Tim dari BSMI itu masuk ke Suriah melalui pintu perbatasan Babul Hawa, perbatasan Suriah-Turki. Setelah itu, tim langsung menuju Kota Hatay, kemudian mengarah ke Aleppo melalui jalan darat. ''Jadi, kami tidak lewat jalur utama, tapi justru lewat jalan-jalan tikus, naik turun bukit. Lewat jalan yang dianggap aman untuk bisa kita lewati,'' ujar Rudi saat berbincang dengan Republika, belum lama ini.
Memasuki Aleppo, Rudi seakan berhadapan dengan kota mati. Banyak gedung yang rusak dan hancur. Suasana semakin mencekam di waktu malam karena tak ada pasokan listrik. Jika pun ada penerangan, hal itu lantaran ada sebagian wilayah yang menggunakan genset. Pun, dengan kondisi masyarakat yang terguncang dan merasa ketakutan. Masyarakat Aleppo cenderung meningkatkan kewaspadaan, terutama terhadap keberadaan orang asing. Belum lagi, suara letusan senjata ataupun bom yang terus terdengar sepanjang hari, baik siang ataupun malam.

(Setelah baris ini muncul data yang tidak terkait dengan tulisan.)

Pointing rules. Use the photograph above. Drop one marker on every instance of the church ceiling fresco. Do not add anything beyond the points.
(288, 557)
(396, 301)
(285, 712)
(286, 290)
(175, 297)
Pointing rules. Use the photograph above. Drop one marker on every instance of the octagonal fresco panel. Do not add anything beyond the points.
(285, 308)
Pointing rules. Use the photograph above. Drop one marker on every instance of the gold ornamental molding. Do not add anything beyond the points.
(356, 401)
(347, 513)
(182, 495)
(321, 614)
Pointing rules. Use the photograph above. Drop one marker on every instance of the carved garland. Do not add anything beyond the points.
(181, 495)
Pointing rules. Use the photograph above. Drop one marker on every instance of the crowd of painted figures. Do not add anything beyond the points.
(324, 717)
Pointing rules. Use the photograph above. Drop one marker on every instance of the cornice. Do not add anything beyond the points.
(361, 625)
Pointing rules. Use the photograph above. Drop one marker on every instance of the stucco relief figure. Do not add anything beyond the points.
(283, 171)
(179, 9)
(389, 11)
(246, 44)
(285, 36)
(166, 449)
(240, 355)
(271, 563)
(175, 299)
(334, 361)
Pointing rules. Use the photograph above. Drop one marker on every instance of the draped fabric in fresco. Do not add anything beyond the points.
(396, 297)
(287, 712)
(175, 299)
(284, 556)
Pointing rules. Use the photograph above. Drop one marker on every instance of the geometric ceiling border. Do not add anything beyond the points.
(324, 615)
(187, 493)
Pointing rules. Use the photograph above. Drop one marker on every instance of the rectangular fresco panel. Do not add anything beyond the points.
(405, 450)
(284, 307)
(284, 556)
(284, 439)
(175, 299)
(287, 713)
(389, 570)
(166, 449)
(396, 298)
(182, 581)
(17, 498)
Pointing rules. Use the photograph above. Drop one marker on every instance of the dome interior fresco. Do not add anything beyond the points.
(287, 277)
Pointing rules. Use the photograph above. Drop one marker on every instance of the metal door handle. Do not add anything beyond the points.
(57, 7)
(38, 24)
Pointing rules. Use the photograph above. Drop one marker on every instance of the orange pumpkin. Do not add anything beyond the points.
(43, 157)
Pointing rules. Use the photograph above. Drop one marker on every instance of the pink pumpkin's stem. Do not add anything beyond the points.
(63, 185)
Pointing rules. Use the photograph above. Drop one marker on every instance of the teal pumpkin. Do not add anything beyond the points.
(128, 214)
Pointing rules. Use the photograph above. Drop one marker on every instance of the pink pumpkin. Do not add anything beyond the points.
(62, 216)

Selain bantuan obat-obatan dan alat-alat kesehatan, BSMI juga memberikan bantuan logistik dan bantuan operasional untuk rumah sakit di Aleppo, Al Zarzour. Dalam memberikan bantuan logistik kepada masyarakat Aleppo, BSMI bekerja sama dengan lembaga nirlaba, Malhoff Needy Aids. Namun, Rudi menuturkan, bantuan logistik tersebut tidak bisa diberikan kepada warga Aleppo pada siang hari, tapi pada malam hari.
Bantuan itu pun diberikan secara door to door. Waktu malam dipilih untuk memudahkan relawan memberikan bantuan. "Biasanya, banyak sniper dan mereka tidak memiliki pandangan yang jelas pada saat malam. Selain itu, masyarakat di Aleppo itu trauma kalau terima bantuan dari luar karena ditakutkan mereka jadi sasaran tembak tentara pemerintah lantaran dianggap tidak mendukung pemerintah,'' tuturnya.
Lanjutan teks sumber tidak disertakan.